How have you been? I hope that you’ve been well. Me on the other hand, I’ve been pretty okay for once. Junior year of college just concluded and while I didn’t do as good as other people, I’m still mid-way pleased with myself. Now it’s summertime and I’m supposed to get my blog and Youtube channel back on a consistent schedule. Or at least that’s what I’ve tried to do every other year.
First things first: I have to decide what kind of content I want to put out there. Right now, I’ve got no clue what I want to write about anymore. This goes with my fanfiction as well, I have no idea what to write about and I have two stories who are desperately calling for my attention and I am neglecting them, bad.
Same goes with my channel, its desperately telling me to pick up my camera and vlog something but, if I’m not doing anything, how can that be interesting to watch?
I go through these phases of half knowing what I want to do and then realizing that I don’t have the money to do it. I have these big ideas and no way to execute them properly, which is the part that bums me out. I don’t understand how I can make content without having money to buy things to make it on.
My reviews are things that I know I’m going to continue to do – I just need to figure out what to review exactly. Makeup seemed to be okay and tended to get some views, but it’s an expensive thing to review on a college budget. Movies/television series are good to review because I like movies and I [mostly] know what I’m talking about when I look at them. Books are something that I always enjoy reviewing because who doesn’t like books and another pair of eyes to tell you how it was?

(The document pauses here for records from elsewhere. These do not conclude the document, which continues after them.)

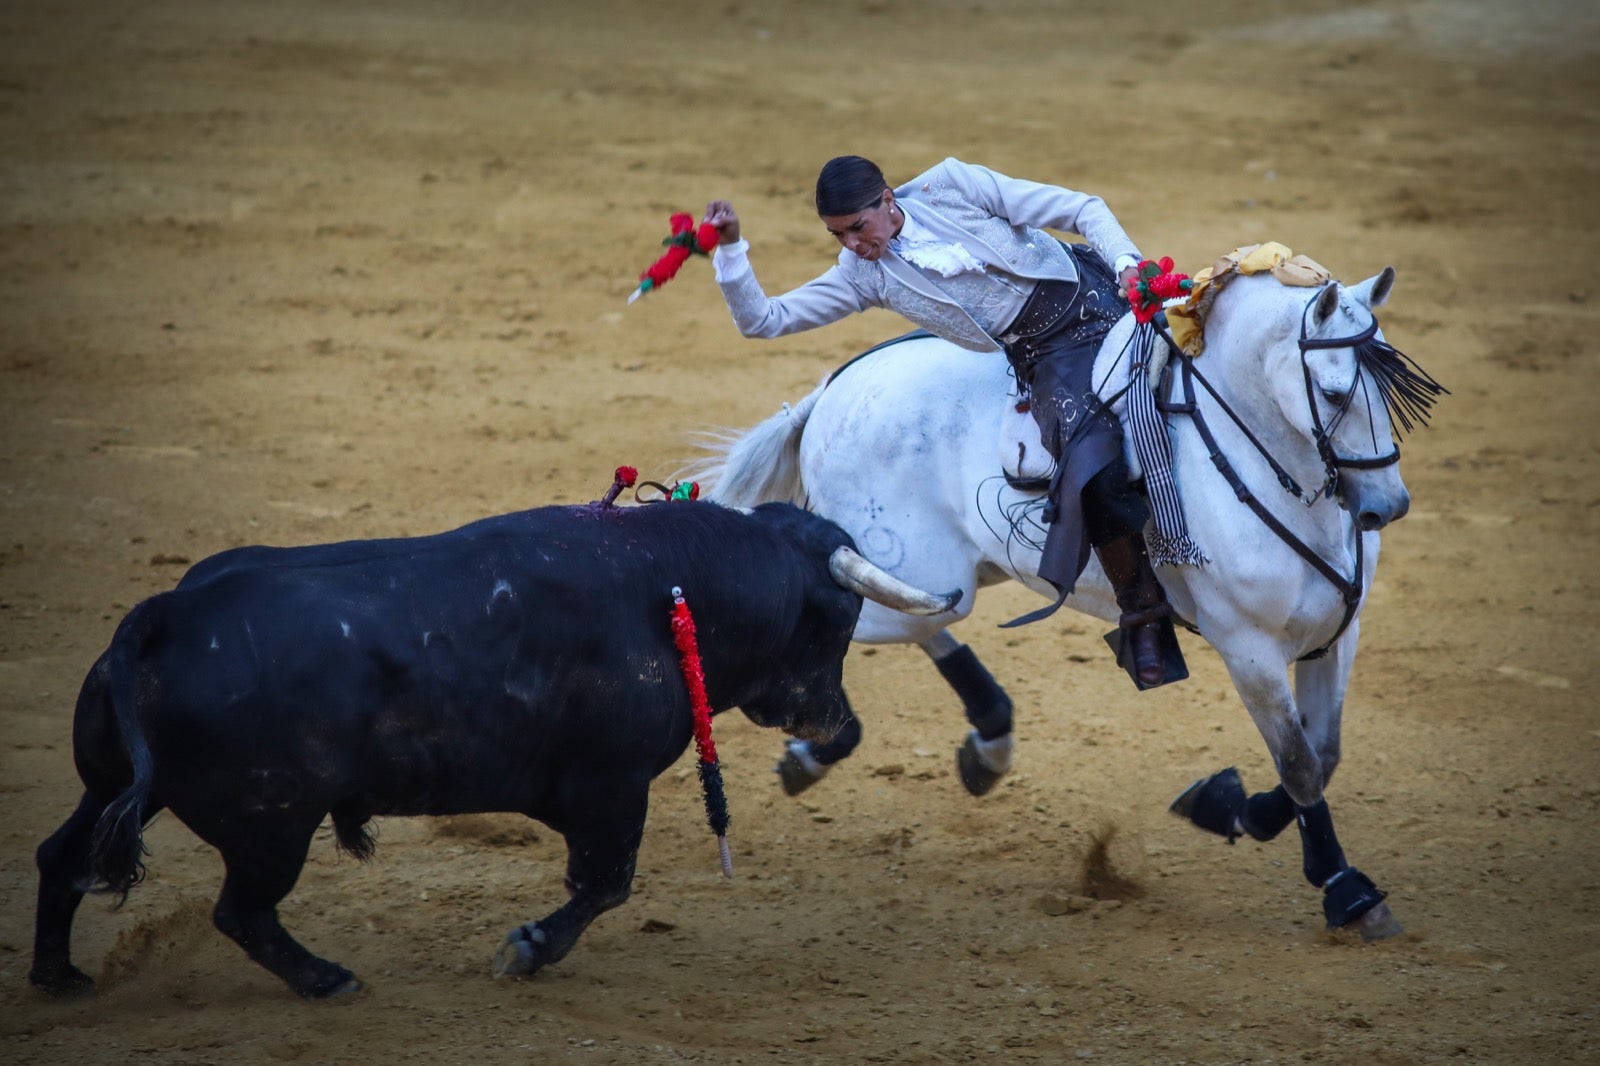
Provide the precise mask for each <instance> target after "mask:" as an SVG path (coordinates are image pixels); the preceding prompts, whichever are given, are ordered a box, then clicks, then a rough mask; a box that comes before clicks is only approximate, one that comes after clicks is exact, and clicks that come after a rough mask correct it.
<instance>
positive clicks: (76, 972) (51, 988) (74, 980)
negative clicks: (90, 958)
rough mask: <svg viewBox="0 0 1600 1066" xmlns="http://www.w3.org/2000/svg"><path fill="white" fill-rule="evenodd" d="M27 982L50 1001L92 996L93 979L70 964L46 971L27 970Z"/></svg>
mask: <svg viewBox="0 0 1600 1066" xmlns="http://www.w3.org/2000/svg"><path fill="white" fill-rule="evenodd" d="M27 980H29V981H30V983H32V986H34V988H37V989H38V991H40V992H43V994H45V996H50V997H51V999H78V997H83V996H93V994H94V978H91V976H90V975H88V973H85V972H83V970H78V968H77V967H75V965H72V964H70V962H69V964H66V965H64V967H51V968H48V970H46V968H42V967H35V968H32V970H29V973H27Z"/></svg>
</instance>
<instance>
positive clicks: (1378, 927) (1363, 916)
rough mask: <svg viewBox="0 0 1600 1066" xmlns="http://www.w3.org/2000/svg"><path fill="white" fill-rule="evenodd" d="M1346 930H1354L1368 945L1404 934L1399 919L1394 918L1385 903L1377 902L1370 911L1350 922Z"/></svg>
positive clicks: (1381, 902) (1388, 904)
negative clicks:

But the thing with my reviews is that I don’t think they’re good enough to publish half the time. I have this problem where I know what I think but I can’t execute it properly. It’s been a problem lately for me the past couple of months where I’ll start talking about something to somebody and then I’ll totally lose my train of thought and forget the words I wanted to use to talk about it. And its so annoying.
I do rather enjoy these rant posts though. I just feel like if I post to many of these people will come annoyed by them and that will lose viewers. The very few amount that I have.
Now as for my Youtube channel I’m trying to decide if I should post these reviews on both the blog and the channel. I think it would be a good idea because I have more subscribers on Youtube than I do to my email list. The only issue with that is that I feel like it would be repetitive.
Unless I write the blog post first then make a video from the post but not include everything as an incentive to get people to read the blog. There’s a thought.
Only time will tell what happens. I just ordered another book from Blogging for Books and I’m going to review that one, then I have a whole freakin stack that I have to go through and read.